En spintronique, utilisée avec succès dans les disques durs magnétiques des ordinateurs, l'information est représentée par le spin de l'électron et, par son intermédiaire, la direction de l'aimantation.

Les ferromagnétiques, comme le fer ou le cobalt, possèdent un nombre inégal d'électrons dont les spins sont orientés le long ou contre l'axe de magnétisation. Les électrons avec un spin le long de la magnétisation se déplacent en douceur à travers un ferromagnétique, tandis que ceux avec une orientation de spin opposée rebondissent. Cela représente des informations binaires, 0 et 1.

Le changement de résistance qui en résulte est le principe clé des dispositifs spintroniques, dont l’état magnétique, qui peut être considéré comme une information stockée, est maintenu indéfiniment. Tout comme un aimant de réfrigérateur n’a pas besoin d’énergie pour rester collé à la porte, les appareils spintroniques nécessiteraient beaucoup moins d’énergie que l’électronique conventionnelle.

Cependant, comme si l’on sortait un poisson de l’eau, les informations sur le spin sont rapidement perdues et ne peuvent pas voyager très loin lorsque les électrons sont retirés du ferromagnétique. Cette limitation majeure peut être surmontée en utilisant la lumière via sa polarisation circulaire, également appelée hélicité, comme autre porteur de spin.

Tout comme les humains utilisaient il y a des siècles des pigeons voyageurs pour transporter des communications écrites plus loin et plus rapidement que ce qui pouvait être fait à pied, l’astuce consisterait à transférer le spin des électrons aux photos, le quantum de la lumière.

Les Spin-LED répondent à trois critères

La présence d'un couplage spin-orbite, qui est également responsable de la perte d'informations sur le spin en dehors du ferromagnétique, rend un tel transfert possible. Le chaînon manquant crucial est alors de moduler électriquement la magnétisation et ainsi de modifier l’hélicité de la lumière émise.

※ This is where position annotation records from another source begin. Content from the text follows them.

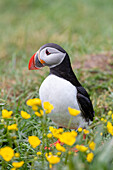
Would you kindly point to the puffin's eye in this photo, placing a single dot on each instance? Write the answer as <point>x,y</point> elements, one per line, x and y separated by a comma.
<point>47,52</point>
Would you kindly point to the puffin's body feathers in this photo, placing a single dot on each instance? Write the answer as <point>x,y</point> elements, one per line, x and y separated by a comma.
<point>62,88</point>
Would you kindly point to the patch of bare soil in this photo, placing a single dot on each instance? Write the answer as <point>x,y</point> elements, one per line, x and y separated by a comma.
<point>102,62</point>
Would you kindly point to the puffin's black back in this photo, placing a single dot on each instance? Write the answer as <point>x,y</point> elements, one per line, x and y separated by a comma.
<point>64,70</point>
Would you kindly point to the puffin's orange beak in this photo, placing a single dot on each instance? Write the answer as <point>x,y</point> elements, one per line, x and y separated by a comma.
<point>35,63</point>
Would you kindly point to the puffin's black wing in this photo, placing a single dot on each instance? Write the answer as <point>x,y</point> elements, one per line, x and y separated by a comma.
<point>85,104</point>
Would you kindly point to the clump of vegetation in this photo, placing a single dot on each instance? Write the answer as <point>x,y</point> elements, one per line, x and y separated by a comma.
<point>29,141</point>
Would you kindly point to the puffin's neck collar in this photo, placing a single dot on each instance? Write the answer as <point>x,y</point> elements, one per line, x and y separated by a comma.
<point>64,70</point>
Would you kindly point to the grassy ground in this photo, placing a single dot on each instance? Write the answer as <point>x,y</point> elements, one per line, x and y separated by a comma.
<point>83,28</point>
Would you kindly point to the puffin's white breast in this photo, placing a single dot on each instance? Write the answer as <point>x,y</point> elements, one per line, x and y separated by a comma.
<point>61,94</point>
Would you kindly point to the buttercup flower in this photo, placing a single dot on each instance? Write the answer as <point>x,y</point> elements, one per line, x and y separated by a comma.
<point>80,129</point>
<point>90,157</point>
<point>12,127</point>
<point>48,107</point>
<point>25,115</point>
<point>110,112</point>
<point>38,153</point>
<point>112,116</point>
<point>59,153</point>
<point>86,131</point>
<point>102,119</point>
<point>110,128</point>
<point>7,153</point>
<point>82,148</point>
<point>18,164</point>
<point>92,145</point>
<point>6,114</point>
<point>49,135</point>
<point>73,112</point>
<point>17,155</point>
<point>60,148</point>
<point>39,114</point>
<point>53,159</point>
<point>68,138</point>
<point>32,102</point>
<point>34,108</point>
<point>34,141</point>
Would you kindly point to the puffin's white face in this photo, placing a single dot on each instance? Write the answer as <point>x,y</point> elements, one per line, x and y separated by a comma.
<point>51,56</point>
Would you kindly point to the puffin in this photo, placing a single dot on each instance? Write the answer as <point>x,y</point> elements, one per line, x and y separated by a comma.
<point>61,87</point>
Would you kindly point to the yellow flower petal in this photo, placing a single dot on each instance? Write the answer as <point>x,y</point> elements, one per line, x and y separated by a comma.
<point>110,128</point>
<point>82,148</point>
<point>68,138</point>
<point>90,157</point>
<point>48,107</point>
<point>34,141</point>
<point>86,131</point>
<point>53,159</point>
<point>34,108</point>
<point>35,101</point>
<point>7,153</point>
<point>17,155</point>
<point>18,164</point>
<point>38,153</point>
<point>49,135</point>
<point>25,115</point>
<point>12,127</point>
<point>73,112</point>
<point>80,129</point>
<point>6,114</point>
<point>92,145</point>
<point>60,148</point>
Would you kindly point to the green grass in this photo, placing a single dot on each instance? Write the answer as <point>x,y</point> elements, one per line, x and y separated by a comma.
<point>81,27</point>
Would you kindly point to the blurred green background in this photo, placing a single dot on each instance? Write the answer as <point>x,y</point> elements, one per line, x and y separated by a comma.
<point>81,27</point>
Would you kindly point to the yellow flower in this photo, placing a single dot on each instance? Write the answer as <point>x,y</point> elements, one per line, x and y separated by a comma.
<point>90,157</point>
<point>35,101</point>
<point>110,112</point>
<point>82,148</point>
<point>7,153</point>
<point>110,128</point>
<point>18,164</point>
<point>6,114</point>
<point>49,135</point>
<point>80,129</point>
<point>34,108</point>
<point>12,127</point>
<point>13,168</point>
<point>38,153</point>
<point>39,114</point>
<point>101,133</point>
<point>34,141</point>
<point>102,119</point>
<point>60,148</point>
<point>112,116</point>
<point>50,166</point>
<point>73,112</point>
<point>17,155</point>
<point>56,132</point>
<point>68,138</point>
<point>86,131</point>
<point>53,159</point>
<point>105,120</point>
<point>59,153</point>
<point>92,145</point>
<point>25,115</point>
<point>48,154</point>
<point>2,120</point>
<point>48,107</point>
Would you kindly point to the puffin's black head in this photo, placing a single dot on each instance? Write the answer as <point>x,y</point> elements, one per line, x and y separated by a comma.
<point>50,55</point>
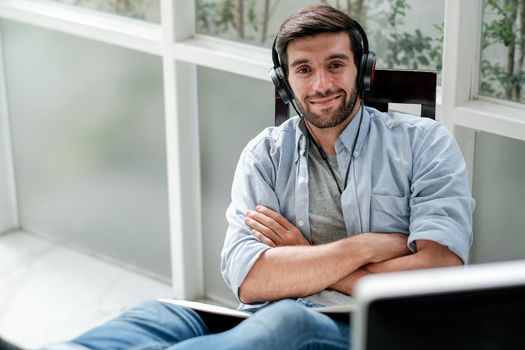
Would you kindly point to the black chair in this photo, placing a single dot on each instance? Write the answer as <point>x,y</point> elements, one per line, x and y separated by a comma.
<point>390,86</point>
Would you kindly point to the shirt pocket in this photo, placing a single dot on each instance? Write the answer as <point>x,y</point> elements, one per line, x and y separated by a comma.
<point>389,213</point>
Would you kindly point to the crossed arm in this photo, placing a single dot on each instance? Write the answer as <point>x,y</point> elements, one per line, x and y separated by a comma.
<point>294,268</point>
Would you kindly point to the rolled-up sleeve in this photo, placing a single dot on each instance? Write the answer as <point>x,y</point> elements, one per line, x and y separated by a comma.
<point>252,185</point>
<point>441,204</point>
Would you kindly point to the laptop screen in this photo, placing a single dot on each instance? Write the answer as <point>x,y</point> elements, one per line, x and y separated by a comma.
<point>469,317</point>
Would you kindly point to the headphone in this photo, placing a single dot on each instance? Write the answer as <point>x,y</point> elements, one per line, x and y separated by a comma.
<point>365,73</point>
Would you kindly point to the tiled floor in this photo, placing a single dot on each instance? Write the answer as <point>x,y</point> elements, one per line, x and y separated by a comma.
<point>50,293</point>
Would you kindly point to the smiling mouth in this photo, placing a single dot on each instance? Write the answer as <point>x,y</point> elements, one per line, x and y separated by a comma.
<point>324,100</point>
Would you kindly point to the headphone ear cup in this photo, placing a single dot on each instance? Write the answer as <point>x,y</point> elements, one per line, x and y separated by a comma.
<point>281,84</point>
<point>366,71</point>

« Le concept des LED spin a été initialement proposé à la fin du siècle dernier. Cependant, pour passer à une application pratique, il doit répondre à trois critères cruciaux : un fonctionnement à température ambiante, l'absence de champ magnétique et la capacité de contrôle électrique », explique l'auteur correspondant de l'étude, Yuan Lu, chercheur principal au CNRS à Institut Jean Lamour.

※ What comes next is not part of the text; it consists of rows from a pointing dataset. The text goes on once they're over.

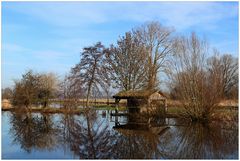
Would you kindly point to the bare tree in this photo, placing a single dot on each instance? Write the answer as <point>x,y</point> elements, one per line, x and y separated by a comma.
<point>197,89</point>
<point>227,67</point>
<point>88,70</point>
<point>128,63</point>
<point>157,41</point>
<point>47,87</point>
<point>7,93</point>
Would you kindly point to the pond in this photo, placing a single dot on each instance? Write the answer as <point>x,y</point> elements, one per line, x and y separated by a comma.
<point>97,134</point>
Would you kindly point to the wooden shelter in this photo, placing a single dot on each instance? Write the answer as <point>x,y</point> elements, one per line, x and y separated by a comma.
<point>141,100</point>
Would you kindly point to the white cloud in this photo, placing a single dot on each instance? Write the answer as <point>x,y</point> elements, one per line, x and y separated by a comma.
<point>181,15</point>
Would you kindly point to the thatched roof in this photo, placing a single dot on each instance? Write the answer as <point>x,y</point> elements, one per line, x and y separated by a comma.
<point>134,94</point>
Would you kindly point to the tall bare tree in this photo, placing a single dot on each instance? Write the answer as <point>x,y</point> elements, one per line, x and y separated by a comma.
<point>47,87</point>
<point>128,63</point>
<point>198,89</point>
<point>157,40</point>
<point>227,67</point>
<point>89,69</point>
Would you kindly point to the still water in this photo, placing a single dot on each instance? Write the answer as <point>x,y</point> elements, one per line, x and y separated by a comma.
<point>98,135</point>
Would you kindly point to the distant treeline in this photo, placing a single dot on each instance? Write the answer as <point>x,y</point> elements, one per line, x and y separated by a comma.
<point>197,75</point>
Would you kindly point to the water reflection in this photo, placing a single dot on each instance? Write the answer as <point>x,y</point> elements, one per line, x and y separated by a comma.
<point>89,137</point>
<point>33,131</point>
<point>92,136</point>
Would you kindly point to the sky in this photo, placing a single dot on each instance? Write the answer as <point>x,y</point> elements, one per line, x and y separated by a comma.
<point>49,36</point>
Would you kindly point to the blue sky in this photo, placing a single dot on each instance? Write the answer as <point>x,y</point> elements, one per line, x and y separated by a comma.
<point>49,36</point>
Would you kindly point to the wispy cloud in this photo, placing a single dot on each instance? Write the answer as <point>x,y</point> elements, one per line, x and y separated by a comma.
<point>178,14</point>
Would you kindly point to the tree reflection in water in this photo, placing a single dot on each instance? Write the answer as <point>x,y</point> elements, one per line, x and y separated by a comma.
<point>199,141</point>
<point>33,131</point>
<point>89,137</point>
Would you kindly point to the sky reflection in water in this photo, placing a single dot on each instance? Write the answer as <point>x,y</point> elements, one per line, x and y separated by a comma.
<point>92,135</point>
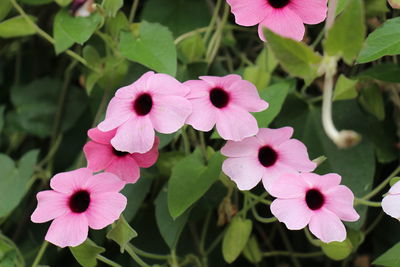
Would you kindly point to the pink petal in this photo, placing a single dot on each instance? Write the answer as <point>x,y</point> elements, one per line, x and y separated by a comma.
<point>284,22</point>
<point>68,182</point>
<point>245,94</point>
<point>204,114</point>
<point>391,205</point>
<point>98,156</point>
<point>249,13</point>
<point>125,168</point>
<point>198,89</point>
<point>322,182</point>
<point>247,147</point>
<point>292,212</point>
<point>274,137</point>
<point>234,123</point>
<point>135,135</point>
<point>163,84</point>
<point>101,137</point>
<point>104,209</point>
<point>118,111</point>
<point>288,185</point>
<point>395,189</point>
<point>310,11</point>
<point>169,113</point>
<point>131,90</point>
<point>294,153</point>
<point>149,158</point>
<point>221,82</point>
<point>51,204</point>
<point>245,172</point>
<point>340,200</point>
<point>70,230</point>
<point>325,225</point>
<point>104,182</point>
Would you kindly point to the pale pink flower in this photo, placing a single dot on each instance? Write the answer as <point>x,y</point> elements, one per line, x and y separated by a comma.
<point>284,17</point>
<point>314,200</point>
<point>264,157</point>
<point>225,102</point>
<point>79,200</point>
<point>101,155</point>
<point>391,202</point>
<point>153,102</point>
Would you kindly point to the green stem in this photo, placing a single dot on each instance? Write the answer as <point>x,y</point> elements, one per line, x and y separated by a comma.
<point>359,201</point>
<point>107,261</point>
<point>135,257</point>
<point>293,254</point>
<point>47,37</point>
<point>381,185</point>
<point>149,255</point>
<point>132,13</point>
<point>40,254</point>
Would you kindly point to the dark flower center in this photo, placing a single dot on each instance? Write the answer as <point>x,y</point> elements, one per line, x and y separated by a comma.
<point>267,156</point>
<point>278,3</point>
<point>219,98</point>
<point>79,201</point>
<point>119,153</point>
<point>143,104</point>
<point>314,199</point>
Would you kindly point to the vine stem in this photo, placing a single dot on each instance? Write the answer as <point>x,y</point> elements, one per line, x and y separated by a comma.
<point>40,254</point>
<point>381,185</point>
<point>47,37</point>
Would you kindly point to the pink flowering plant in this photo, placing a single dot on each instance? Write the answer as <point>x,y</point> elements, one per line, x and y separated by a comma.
<point>200,133</point>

« Après plus de 15 ans de travail dévoué dans ce domaine, notre équipe collaborative a réussi à surmonter tous les obstacles. »

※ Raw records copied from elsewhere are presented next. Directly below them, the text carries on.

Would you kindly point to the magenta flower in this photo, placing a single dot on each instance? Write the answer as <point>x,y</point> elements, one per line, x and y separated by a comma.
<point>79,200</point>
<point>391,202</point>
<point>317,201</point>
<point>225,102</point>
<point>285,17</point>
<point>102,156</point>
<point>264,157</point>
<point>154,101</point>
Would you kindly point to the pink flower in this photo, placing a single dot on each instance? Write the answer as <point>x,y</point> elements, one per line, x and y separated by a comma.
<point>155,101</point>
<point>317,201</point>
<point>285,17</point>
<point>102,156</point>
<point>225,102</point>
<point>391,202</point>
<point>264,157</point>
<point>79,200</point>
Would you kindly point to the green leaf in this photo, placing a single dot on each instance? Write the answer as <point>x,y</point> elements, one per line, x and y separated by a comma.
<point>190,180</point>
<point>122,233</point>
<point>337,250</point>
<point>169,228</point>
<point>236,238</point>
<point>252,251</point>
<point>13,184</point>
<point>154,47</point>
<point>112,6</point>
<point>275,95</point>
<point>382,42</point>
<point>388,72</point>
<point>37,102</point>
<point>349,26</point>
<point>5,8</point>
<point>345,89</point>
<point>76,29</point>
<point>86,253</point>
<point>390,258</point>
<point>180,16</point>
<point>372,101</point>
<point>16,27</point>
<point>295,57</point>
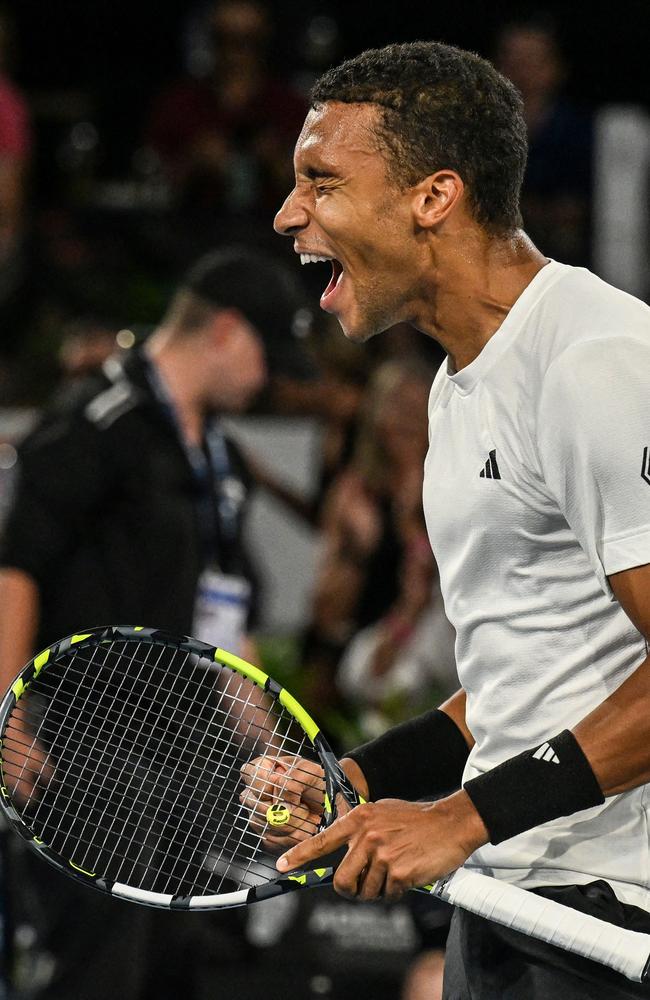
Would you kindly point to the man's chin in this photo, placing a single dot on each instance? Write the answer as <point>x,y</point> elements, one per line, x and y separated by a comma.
<point>358,332</point>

Les chercheurs ont réussi à commuter la magnétisation d’un injecteur de spin par une impulsion électrique utilisant le couple spin-orbite. Le spin de l'électron est rapidement converti en informations contenues dans l'hélicité des photons émis, permettant une intégration transparente de la dynamique de magnétisation avec les technologies photoniques.

Cette conversion spin-photon contrôlée électriquement est désormais réalisée dans l’électroluminescence des diodes électroluminescentes. À l'avenir, grâce à la mise en œuvre dans semi-conducteur Diodes laser, appelées lasers à spin, ce codage d'informations très efficace pourrait ouvrir la voie à une communication rapide sur des distances interplanétaires puisque la polarisation de la lumière peut être conservée lors de la propagation spatiale, ce qui en ferait potentiellement le mode de communication le plus rapide entre la Terre et Mars.

Cela bénéficiera également grandement au développement de diverses technologies avancées sur Terre, telles que la communication et le calcul quantiques optiques, l’informatique neuromorphique pour l’intelligence artificielle, les émetteurs optiques ultrarapides et hautement efficaces pour les centres de données ou les applications Light-Fidelity (LiFi).

"La réalisation d'injecteurs de spin spin-orbite-couple est une étape décisive qui fera progresser considérablement le développement de lasers à spin ultrarapides et économes en énergie pour la prochaine génération de technologies de communication optique et quantiques", déclare le co-auteur Nils Gerhardt, professeur à la Chaire de Photonique et Térahertz Technologie à l'Université de la Ruhr à Bochum.